My use case is to union two different collections in MongoDB which have approximately the same business meaning but are stored in two different collections. I found the answer by link
So to merge two collections and create view I use the next pipeline
// Here we do a union of the employees and freelancers using a single aggregation query.
db.createView(
"employeesAndFreelancers",
"employees",
[
{ $limit: 1 }, // 2. Keep only one document of the collection.
{ $project: { _id: '$$REMOVE' } }, // 3. Remove everything from the document.
// 4. Lookup collections to union together.
{ $lookup: { from: 'employees', pipeline: [{ $match: { department: 'sales' } }], as: 'employees' } },
{ $lookup: { from: 'freelancers', pipeline: [{ $match: { department: 'sales' } }], as: 'freelancers' } },
// 5. Union the collections together with a projection.
{ $project: { union: { $concatArrays: ["$employees", "$freelancers"] } } },
// 6. Unwind and replace root so you end up with a result set.
{ $unwind: '$union' },
{ $replaceRoot: { newRoot: '$union' } }
]);
Then I want to query the view with some simple query.
db.getCollection('employeesAndFreelancers')

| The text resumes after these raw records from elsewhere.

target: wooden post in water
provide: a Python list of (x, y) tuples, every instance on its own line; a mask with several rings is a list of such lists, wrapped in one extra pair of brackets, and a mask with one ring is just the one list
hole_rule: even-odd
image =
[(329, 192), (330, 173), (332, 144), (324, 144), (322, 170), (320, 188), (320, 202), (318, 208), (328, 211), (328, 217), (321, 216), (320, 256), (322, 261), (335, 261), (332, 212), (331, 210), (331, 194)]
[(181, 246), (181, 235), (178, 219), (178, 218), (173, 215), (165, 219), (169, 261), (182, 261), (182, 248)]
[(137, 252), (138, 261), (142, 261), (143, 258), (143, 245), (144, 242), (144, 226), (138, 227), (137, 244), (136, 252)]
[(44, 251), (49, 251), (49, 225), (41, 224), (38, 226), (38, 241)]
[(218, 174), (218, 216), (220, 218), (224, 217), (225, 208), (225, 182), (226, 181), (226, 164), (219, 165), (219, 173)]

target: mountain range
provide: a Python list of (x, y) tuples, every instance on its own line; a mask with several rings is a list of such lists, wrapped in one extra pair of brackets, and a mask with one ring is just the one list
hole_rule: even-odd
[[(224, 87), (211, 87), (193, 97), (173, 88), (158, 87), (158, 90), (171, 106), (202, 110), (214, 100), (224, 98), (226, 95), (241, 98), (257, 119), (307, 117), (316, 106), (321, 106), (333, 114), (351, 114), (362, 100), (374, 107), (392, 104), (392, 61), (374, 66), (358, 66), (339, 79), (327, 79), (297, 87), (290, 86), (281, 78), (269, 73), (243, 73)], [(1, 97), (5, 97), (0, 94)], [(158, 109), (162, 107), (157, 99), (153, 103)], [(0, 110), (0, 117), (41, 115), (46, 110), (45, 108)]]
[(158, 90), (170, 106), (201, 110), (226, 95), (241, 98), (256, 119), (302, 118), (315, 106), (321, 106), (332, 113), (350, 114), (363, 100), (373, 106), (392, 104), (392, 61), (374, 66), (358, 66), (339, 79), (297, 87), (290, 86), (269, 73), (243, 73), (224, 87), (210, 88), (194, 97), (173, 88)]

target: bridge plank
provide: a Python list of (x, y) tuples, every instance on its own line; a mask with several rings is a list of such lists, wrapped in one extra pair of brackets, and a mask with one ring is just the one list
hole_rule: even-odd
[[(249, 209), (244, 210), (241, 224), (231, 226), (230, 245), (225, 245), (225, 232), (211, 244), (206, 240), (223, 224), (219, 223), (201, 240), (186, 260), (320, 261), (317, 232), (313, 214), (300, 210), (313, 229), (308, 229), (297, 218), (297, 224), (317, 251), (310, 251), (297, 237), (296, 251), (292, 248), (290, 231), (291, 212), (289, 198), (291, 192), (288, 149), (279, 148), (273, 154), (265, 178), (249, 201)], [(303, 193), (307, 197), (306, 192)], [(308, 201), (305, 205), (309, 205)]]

.find({"updated" : { "$gte" : ISODate("2018-07-22T09:45:00.000Z")}})
.limit(5)
.sort({"updated": 1})
.explain("executionStats")
Source collection has the index on the updated
field. So query on the source collection will produce execution stats with index.
So my question how the query on view will behave if the size of my collections is 1 GB each or greater? Will it load the whole data to memory in process of execution of the pipeline? If yes, is it possible to improve it somehow?
MongoDB version is 4.0.